Der Film fängt mit ästhetisch arrangierten Innenraumszenen und eindringlichen Totalen die poetische Schönheit des Kolonielebens, den Zauber der Landschaft ein, den die Künstler, auch wegen der Stimmung seiner Lichtverhältnisse schätzten. Das Bildnis von Paula Modersohn-Becker als einer „radikal modernen Frau“ ist jedoch getrübt, weil die Inszenierung deren Ziel, eine herausragende Künstlerin zu werden und ihren formalen Ausdruck durch eine emsig betriebene Weiterbildung eigenständig fortzuentwickeln, nicht genügend ernst nimmt. Das zeigt sich beispielsweise daran, wie die Reise nach Paris motiviert wird. Vier Aufenthalte in der Stadt werden zu einem einzigen verdichtet. Und der spielt sehr viel später als in der historischen Wirklichkeit. Ihre erste Reise unternahm Paula Becker bereits, bevor sie mit Modersohn verheiratet war. Den lud sie dorthin zu sich ein, weil sie dem Zauber dieser Stadt erlegen war. Im Film dagegen ist Paulas Reise lediglich von ihrer Enttäuschung motiviert, einer unbefriedigten Sinnlichkeit, welche sie nach einer Affäre mit dem Franzosen George den kunsthistorisch maßstabsetzenden Selbstakt „Selbstbildnis am 6. Hochzeitstag“ hervorbringen lässt. Sie strebt nicht aus intellektueller Neugier hinaus, aus Malleidenschaft und dem Wunsch, ihr Können weiter zu verbessern oder sich mit ihrem Selbstakt in eine von Albrecht Dürer begründete und bislang nur Männern vorbehaltene Tradition einzureihen.

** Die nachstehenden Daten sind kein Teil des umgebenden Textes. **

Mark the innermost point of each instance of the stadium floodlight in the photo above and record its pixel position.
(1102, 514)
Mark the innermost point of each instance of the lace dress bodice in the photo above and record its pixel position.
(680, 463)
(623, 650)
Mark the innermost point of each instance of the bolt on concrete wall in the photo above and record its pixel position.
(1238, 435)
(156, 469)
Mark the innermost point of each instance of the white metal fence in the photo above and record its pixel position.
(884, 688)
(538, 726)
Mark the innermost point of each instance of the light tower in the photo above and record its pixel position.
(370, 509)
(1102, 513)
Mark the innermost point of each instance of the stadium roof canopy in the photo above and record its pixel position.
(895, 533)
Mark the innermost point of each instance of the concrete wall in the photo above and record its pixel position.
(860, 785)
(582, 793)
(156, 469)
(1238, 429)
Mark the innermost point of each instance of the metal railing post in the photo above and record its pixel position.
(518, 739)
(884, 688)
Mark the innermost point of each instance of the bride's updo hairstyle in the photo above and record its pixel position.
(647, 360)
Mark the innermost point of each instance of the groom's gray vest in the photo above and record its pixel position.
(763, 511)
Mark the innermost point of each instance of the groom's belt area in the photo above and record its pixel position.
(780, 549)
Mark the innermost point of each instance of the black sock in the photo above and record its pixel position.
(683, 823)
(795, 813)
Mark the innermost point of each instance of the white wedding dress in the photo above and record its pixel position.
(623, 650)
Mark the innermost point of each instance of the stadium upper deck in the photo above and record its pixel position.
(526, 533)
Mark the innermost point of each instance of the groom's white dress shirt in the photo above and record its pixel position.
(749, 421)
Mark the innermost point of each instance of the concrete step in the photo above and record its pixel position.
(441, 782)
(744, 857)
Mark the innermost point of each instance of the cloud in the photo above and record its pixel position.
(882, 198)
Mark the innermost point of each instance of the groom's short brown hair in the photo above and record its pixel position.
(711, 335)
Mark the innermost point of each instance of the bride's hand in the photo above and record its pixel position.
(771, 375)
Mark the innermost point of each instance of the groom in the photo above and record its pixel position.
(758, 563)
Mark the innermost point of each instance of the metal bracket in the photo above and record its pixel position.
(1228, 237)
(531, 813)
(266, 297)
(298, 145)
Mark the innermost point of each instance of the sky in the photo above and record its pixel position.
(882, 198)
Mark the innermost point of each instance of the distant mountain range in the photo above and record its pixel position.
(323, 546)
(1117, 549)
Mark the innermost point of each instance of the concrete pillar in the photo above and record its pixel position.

Die reale Paula Becker kam nicht aus dem Nichts nach Worpswede. Zuvor hatte sie schon die Malschule des Vereins der Berliner Künstlerinnen und Kunstfreundinnen besucht, war in Berlin in Museen gegangen und hatte sich dort auch mit den alten Meistern beschäftigt. Paris wurde ihr Sehnsuchtsort. Sie entdeckte ihn, auch ohne der Initiation durch Männer zu bedürfen. Paula Becker besuchte seit ihrer ersten Reise Akt- und Anatomiekurse, ging ins Museum, setzte sich mit einzelnen Malern auseinander, tauchte aber auch in die Vergnügungsviertel der Stadt ein. Diese vibrierende, sinnlich und geistig stimulierende Atmosphäre einer Metropole, die Maler und Dichter aus aller Welt bevölkerten, sucht man in „Paula“ vergebens. Das künstlerische und intellektuelle Leben wirkt artifiziell, aufgesetzt und nicht weniger bieder als die malerische Enge in Worpswede.